32 I would like you to be free from concern. An unmarried man is concerned about the Lord’s affairs —how he can please the Lord. 33 But a married man is concerned about the affairs of this world—how he can please his wife— 34 and his interests are divided. An unmarried woman or virgin is concerned about the Lord’s affairs: Her aim is to be devoted to the Lord in both body and spirit. But a married woman is concerned about the affairs of this world—how she can please her husband. 35 I am saying this for your own good, not to restrict you, but that you may live in a right way in undivided devotion to the Lord.
36 If anyone is worried that he might not be acting honorably toward the virgin he is engaged to, and if his passions are too strong[b] and he feels he ought to marry, he should do as he wants. He is not sinning. They should get married. 37 But the man who has settled the matter in his own mind, who is under no compulsion but has control over his own will, and who has made up his mind not to marry the virgin—this man also does the right thing. 38 So then, he who marries the virgin does right, but he who does not marry her does better.[c]

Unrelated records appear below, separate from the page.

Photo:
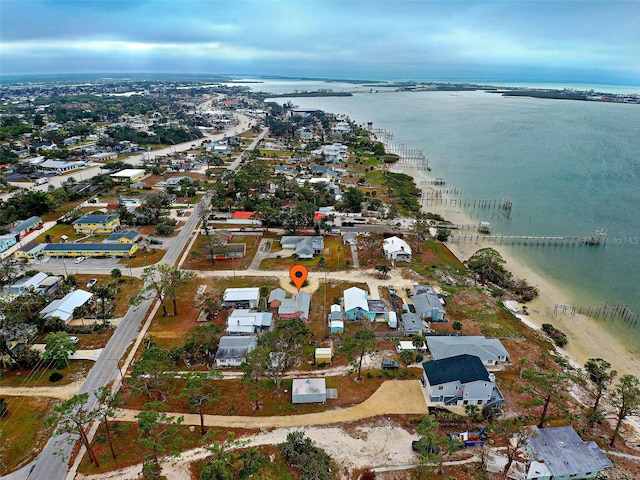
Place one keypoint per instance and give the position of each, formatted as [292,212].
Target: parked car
[389,365]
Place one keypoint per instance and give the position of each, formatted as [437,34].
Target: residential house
[241,297]
[412,324]
[112,250]
[232,350]
[427,303]
[396,249]
[92,224]
[559,453]
[297,306]
[29,250]
[308,390]
[128,175]
[355,304]
[460,380]
[123,236]
[323,356]
[303,247]
[40,282]
[24,227]
[7,241]
[246,322]
[489,350]
[63,308]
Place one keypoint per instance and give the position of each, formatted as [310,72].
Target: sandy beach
[587,337]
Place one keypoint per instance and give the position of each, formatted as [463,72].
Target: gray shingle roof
[462,368]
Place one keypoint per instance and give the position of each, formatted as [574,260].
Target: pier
[607,311]
[528,239]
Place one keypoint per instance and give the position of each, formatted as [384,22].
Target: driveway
[394,397]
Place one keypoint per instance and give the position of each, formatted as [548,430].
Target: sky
[575,41]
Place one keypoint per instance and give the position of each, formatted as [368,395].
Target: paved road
[106,369]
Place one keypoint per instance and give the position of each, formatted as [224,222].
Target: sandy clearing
[393,397]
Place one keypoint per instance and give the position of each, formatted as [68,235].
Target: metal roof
[563,453]
[461,368]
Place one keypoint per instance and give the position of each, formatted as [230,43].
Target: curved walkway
[394,397]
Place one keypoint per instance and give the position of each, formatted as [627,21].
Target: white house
[63,308]
[242,297]
[460,380]
[489,350]
[395,248]
[232,350]
[246,322]
[309,390]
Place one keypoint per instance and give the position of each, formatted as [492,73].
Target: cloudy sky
[553,41]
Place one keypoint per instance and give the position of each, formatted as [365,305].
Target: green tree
[546,385]
[59,349]
[357,346]
[158,432]
[73,417]
[625,399]
[488,264]
[171,280]
[407,358]
[312,462]
[108,403]
[601,375]
[199,392]
[383,271]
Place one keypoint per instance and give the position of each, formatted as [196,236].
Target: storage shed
[309,390]
[323,356]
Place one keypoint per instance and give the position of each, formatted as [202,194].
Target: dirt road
[393,397]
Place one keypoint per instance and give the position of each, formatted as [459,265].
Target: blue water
[569,167]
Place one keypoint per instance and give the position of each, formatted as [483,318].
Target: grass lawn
[23,434]
[200,259]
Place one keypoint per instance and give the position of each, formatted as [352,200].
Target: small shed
[323,356]
[337,326]
[309,390]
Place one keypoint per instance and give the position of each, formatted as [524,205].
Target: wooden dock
[529,239]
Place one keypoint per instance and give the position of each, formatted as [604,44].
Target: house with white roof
[356,306]
[396,249]
[245,322]
[489,350]
[63,308]
[241,297]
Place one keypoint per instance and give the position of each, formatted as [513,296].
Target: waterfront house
[489,350]
[560,453]
[427,303]
[396,249]
[460,380]
[92,224]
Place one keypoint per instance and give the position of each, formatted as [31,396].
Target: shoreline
[582,332]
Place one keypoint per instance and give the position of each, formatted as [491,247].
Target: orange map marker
[298,274]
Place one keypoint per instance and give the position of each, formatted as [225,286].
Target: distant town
[151,325]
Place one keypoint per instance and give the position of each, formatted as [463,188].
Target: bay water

39 A woman is bound to her husband as long as he lives. But if her husband dies, she is free to marry anyone she wishes, but he must belong to the Lord. 40 In my judgment, she is happier if she stays as she is—and I think that I too have the Spirit of God.

1 comment:

  1. Leah it's true: you don't need a man to be happy. But with that being said, any man would be blessed to call you his wife someday. You are loving, caring, beautiful, and strong. Whatever happens Leah, stay true to yourself and don't ever let anyone make you feel bad for being single. We have discussed this at length. I love you and I'm so glad we're friends. You don't need to be in a relationship to be happy. It would be nice but it's not a necessity. I love this post. Keep em coming!!